1843-50

"On remarquera que, dans tous ces écrits, et notamment dans ce dernier, je ne me qualifie jamais de social-démocrate, mais de communiste... Pour Marx, comme pour moi, il est donc absolument impossible d'employer une expression aussi élastique pour désigner notre conception propre.." F. Engels, 1894.

Une publication effectuée en collaboration avec la bibliothèque de sciences sociales de l'Université de Québec.


Le parti de classe

K. Marx - F. Engels

Questions d'organisation

Lutte de Marx-Engels pour le parti social-démocrate interdit


Parti de masse

Pour la première fois dans l'histoire, un parti ouvrier, solidement soudé, apparaît (en Allemagne) comme une véritable puissance politique [1]. Il est né et a grandi sous les persécutions les plus dures, a conquis de haute lutte une position après l'autre, s'est libéré de tout philistinisme dans le pays le plus philistin d'Europe, comme il s'y est libéré de tout chauvinisme dans le pays le plus assoiffé de victoires. C'est une puissance dont l'existence et le gonflement sont aussi incompréhensibles et mystérieux aux gouvernements et aux vieilles classes dominantes que la montée du flot chrétien l'était aux puissances de la Rome décadente. Il grandit et développe ses forces aussi sûrement et irrésistiblement que jadis le christianisme, si bien que l'équation de son taux de croissance   donc le moment de sa victoire finale   peut d'ores et déjà être calculée mathématiquement. Au lieu de l'étouffer, la loi antisocialiste l'a poussé en avant; il n'a daigné répondre que d'un revers de main à la réforme sociale de Bismarck [2], et le dernier moyen grâce auquel on cherche à l'étouffer momentanément   l'inciter à un putsch prématuré   ne ferait que susciter un éclat de rire inextinguible.

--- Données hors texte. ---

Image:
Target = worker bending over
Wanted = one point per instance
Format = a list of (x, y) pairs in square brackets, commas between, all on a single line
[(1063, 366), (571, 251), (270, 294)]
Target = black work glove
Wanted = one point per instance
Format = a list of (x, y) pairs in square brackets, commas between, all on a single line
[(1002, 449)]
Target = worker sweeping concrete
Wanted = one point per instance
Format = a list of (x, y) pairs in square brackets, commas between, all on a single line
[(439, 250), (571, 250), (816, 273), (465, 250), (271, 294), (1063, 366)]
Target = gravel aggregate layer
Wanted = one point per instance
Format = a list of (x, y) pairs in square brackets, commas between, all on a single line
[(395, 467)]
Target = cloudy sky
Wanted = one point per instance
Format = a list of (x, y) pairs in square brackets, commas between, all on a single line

Curieusement ce qui nous fait progresser le plus, ce sont précisément les conditions industriellement arriérées de l'Allemagne [3]. En Angleterre et en France, le passage à la grande industrie est en gros achevé. Les conditions dans lesquelles se trouve le prolétariat se sont de nouveau stabilisées : les régions agricoles sont bien distinctes des régions industrielles, l'industrie est séparée de l'artisanat domestique, et cette coupure s'est déjà consolidée pour autant que l'industrie le permette en général. Même les fluctuations que provoque le cycle décennal des crises sont devenues des conditions habituelles de l'existence. Les mouvements politiques ou directement socialistes surgis au cours de la période de révolutionnement de l'industrie   manquant de maturité   ont échoué et ont laissé derrière eux le découragement plutôt que l'exaltation : le développement capitaliste bourgeois s'est révélé plus puissant que la contre-pression révolutionnaire; pour un nouveau soulèvement contre la production capitaliste, il faut une nouvelle impulsion plus puissante encore, par exemple que l'Angleterre soit déchue de la domination qu'elle exerçait jusqu'ici sur le marché mondial, ou qu'une occasion révolutionnaire particulièrement favorable se manifeste en France.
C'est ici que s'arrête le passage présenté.